Entre los primeros rescatamos la continuidad en la vacunación, no se prescindió del expertise de brigadas y funcionarios del Ministerio de Salud, se actuó con criterio técnico y no político de acuerdo a la exigencia de una crisis sanitaria. Asimismo se resalta las ratificaciones de Julio Velarde en el BCRP y de Enrique Vera en la Sunat.
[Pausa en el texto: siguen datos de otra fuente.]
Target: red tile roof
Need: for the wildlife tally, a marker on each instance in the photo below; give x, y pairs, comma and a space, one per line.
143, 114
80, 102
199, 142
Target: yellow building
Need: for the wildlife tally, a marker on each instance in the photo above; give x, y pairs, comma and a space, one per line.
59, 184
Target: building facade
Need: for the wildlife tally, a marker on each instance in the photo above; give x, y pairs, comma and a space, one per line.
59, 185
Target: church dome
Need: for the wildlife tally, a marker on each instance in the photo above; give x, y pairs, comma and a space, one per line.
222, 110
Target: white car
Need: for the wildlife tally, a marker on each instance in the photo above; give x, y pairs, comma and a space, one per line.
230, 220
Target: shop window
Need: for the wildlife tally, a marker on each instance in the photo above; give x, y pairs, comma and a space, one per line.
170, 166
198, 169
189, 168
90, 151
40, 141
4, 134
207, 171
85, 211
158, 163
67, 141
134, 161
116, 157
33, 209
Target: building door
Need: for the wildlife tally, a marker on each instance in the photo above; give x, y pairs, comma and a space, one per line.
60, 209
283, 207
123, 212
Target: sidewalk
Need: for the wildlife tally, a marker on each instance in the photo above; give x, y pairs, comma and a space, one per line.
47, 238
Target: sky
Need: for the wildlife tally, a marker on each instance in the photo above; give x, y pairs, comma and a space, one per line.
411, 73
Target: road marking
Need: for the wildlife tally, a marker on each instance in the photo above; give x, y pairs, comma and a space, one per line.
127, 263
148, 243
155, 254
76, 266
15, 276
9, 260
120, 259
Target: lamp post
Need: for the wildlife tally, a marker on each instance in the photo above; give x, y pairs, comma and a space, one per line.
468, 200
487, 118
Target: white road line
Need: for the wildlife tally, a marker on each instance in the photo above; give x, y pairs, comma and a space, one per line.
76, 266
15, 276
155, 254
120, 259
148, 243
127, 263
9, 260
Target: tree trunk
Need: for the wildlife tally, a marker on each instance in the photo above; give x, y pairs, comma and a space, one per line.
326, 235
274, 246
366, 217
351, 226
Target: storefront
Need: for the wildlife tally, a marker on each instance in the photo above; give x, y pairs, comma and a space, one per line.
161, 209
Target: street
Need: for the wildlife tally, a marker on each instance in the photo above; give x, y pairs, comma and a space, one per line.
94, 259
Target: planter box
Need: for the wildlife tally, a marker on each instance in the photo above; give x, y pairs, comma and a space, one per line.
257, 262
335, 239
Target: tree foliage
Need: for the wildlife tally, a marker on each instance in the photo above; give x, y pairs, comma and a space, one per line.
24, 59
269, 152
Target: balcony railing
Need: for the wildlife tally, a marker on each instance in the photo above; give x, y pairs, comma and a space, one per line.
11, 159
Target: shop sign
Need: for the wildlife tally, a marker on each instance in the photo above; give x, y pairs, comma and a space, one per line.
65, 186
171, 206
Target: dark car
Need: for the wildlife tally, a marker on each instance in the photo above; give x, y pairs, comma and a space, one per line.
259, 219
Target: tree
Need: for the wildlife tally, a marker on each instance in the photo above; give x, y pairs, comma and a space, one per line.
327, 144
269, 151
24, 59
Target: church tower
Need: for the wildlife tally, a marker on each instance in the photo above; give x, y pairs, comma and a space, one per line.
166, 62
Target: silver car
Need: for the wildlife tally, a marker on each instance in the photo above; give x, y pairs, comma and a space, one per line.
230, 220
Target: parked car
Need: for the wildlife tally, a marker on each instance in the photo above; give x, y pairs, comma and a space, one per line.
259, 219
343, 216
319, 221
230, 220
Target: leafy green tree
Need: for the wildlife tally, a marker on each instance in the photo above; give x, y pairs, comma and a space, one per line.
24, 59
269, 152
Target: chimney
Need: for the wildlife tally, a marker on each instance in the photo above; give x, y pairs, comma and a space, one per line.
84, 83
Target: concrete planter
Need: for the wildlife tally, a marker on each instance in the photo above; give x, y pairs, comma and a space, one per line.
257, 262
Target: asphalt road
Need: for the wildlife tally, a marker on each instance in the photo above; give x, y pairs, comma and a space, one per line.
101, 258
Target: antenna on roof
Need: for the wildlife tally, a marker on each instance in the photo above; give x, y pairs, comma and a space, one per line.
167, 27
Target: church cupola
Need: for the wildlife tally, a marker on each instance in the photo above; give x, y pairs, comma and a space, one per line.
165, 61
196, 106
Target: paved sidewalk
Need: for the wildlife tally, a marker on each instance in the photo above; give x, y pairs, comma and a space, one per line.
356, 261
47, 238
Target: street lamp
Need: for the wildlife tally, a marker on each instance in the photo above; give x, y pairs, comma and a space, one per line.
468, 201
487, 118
La remoción en la presidencia del Consejo de Ministros de un político beligerante, sin haber desempeñado cargo público y que entre otras cosas en los sesenta días de gestión ni siquiera pudo designar un sólo jefe de gabinete de asesores en la PCM, ¿es que no había cuadros o los propuestos no reunían los requerimientos de ley? Vemos positiva la designación de su reemplazo, la expresidenta del Congreso Mirtha Vásquez, política de izquierda moderada, y de Óscar Maúrtua, diplomático de carrera en Relaciones Exteriores.

Pero por encima de todo, seguimos siendo un “Estado Constitucional de Derecho”, en donde se respetan las libertades, hay que reconocerlo.

Y entre los segundos, los contras, están el debilitamiento del aparato estatal, poniendo en manos de personajes cuestionados y sin experiencia en gestión pública, el manejo de los recursos públicos, salvo honradas excepciones; el ineficaz manejo de las crisis políticas, falta de transparencia de los actos de gobierno, un presidente de la República que solo se manifiesta lacónicamente a través del Twitter, con alta resistencia a dar entrevistas. Inéditamente, en sólo cien días dos gabinetes ministeriales y dos cambios en los altos mandos de las Fuerzas Armadas.

También se percibe una manifiesta voluntad de ir en sentido contrario a Reformas de Estado (CONTRARREFORMA) en materia de Educación y Transporte Público, basta remitirnos a los anuncios de los titulares de dichos sectores como el nombramiento directo de docentes contratados (de espaldas a la meritocracia) y el extender autorizaciones de ruta a combis y cústeres por diez años en Lima y Callao, entre otros.

Finalmente y lo más delicado, no hay “Visión de País”, no se nos ha dicho en este tiempo ¿a dónde se quiere llegar en cinco años? Y encima pareciera haberse adoptado aquello de “ensayo y error” o “prueba y error”, con decisiones de gestión o nombramientos cuestionados con los que “patinan” y que posteriormente corrigen. ¿Acaso el jefe del Estado ve esto como fortaleza? ¿Que, porque es receptivo a la crítica, enmienda? No, no lo es, Sr. Presidente, al contrario, es muestra de improvisación, de incapacidad para gobernar y además hace ver a sus gobernados, como “conejillos de indias”, con los que puede experimentar, misma filosofía de “echando a perder se aprende”.